Here's another entry from Dick Johnson's Encyclopedia of Coin and Medal Terminology.
The matrix containing the cavities to form a cast piece, and the process of producing that piece. The material to form the casting must be molten, the mold must be capable of sustaining heat and holding the form until the molten material solidifies. There are several kinds of molds, they differ in what they are made of and what they produce. Also molds can be used for only a single cast, these differ from production run casting, where a permanent mold is made often of two or more metal parts for repeated use. The use of molds for medallic production is rather limited, many types of molds have little concern to this field.
Types of molds. Molds can be made of a variety of material – called the investment – these can be metal, ceramic, rubber, plaster, epoxy, gelatin, silicone, and, or other. Since numismatic items are concerned with sharp, fine, minute detail, several of these investments, like sand, are not suitable for casting of numismatic or medallic items.

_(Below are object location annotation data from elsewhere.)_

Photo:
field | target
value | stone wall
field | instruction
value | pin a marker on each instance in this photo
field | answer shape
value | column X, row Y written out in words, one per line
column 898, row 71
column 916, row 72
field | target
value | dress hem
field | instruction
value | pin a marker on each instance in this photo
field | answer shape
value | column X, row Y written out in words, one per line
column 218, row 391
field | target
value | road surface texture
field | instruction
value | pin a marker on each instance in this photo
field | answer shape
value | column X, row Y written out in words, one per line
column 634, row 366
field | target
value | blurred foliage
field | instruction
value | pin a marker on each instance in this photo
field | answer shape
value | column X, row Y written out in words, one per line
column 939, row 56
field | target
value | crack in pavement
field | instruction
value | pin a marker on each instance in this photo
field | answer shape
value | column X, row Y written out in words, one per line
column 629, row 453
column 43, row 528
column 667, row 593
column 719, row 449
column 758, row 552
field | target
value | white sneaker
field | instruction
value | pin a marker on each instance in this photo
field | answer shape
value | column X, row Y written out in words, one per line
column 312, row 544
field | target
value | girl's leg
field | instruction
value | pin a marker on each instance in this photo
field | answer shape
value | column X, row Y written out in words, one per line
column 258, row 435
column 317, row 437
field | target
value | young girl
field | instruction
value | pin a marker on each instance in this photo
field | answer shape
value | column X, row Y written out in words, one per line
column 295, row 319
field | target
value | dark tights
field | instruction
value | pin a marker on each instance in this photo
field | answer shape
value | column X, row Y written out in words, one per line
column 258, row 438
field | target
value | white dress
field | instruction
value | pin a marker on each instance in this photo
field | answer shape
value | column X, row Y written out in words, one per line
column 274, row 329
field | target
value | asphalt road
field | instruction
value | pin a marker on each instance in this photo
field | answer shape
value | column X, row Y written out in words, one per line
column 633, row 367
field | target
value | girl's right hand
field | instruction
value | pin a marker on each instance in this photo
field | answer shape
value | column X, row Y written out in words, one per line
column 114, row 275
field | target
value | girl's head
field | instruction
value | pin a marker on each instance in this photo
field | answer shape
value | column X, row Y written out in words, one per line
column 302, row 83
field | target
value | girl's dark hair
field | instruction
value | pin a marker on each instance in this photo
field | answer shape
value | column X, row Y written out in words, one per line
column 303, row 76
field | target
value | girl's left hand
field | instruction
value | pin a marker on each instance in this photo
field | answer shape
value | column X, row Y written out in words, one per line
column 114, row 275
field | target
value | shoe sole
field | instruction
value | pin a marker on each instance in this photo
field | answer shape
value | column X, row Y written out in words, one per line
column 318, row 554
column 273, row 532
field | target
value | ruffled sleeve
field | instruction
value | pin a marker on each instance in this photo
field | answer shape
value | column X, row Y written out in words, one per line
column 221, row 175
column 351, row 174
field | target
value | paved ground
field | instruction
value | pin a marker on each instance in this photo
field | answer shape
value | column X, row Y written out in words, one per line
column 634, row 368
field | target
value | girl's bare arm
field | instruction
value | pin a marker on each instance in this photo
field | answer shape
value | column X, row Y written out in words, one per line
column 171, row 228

Lost wax, (cire-perdue) is a waste wax or waste mold type and is suitable for medallic castings. flexible mold, made of gelatin, rubber or silicon are suitable for casts with undercuts; ideal for medallic plaques. Others – like piece mold – which are used for sculpture in the round – have no application in the numismatic field.
The pattern from which the mold is made can be a variety of materials. Often it is wax, plaster, or wood. Some wood patterns for coins were made in Germany in the 15th century. England made coin patterns of iron, these were cast for use on early die-cutting pantographs (which more typically would use an electroform copper pattern.)
Molds were used for the cash coins of China for centuries. These formed cash
trees with sprues still intact from which coins were broken off. Several of these molds still exist in museums today.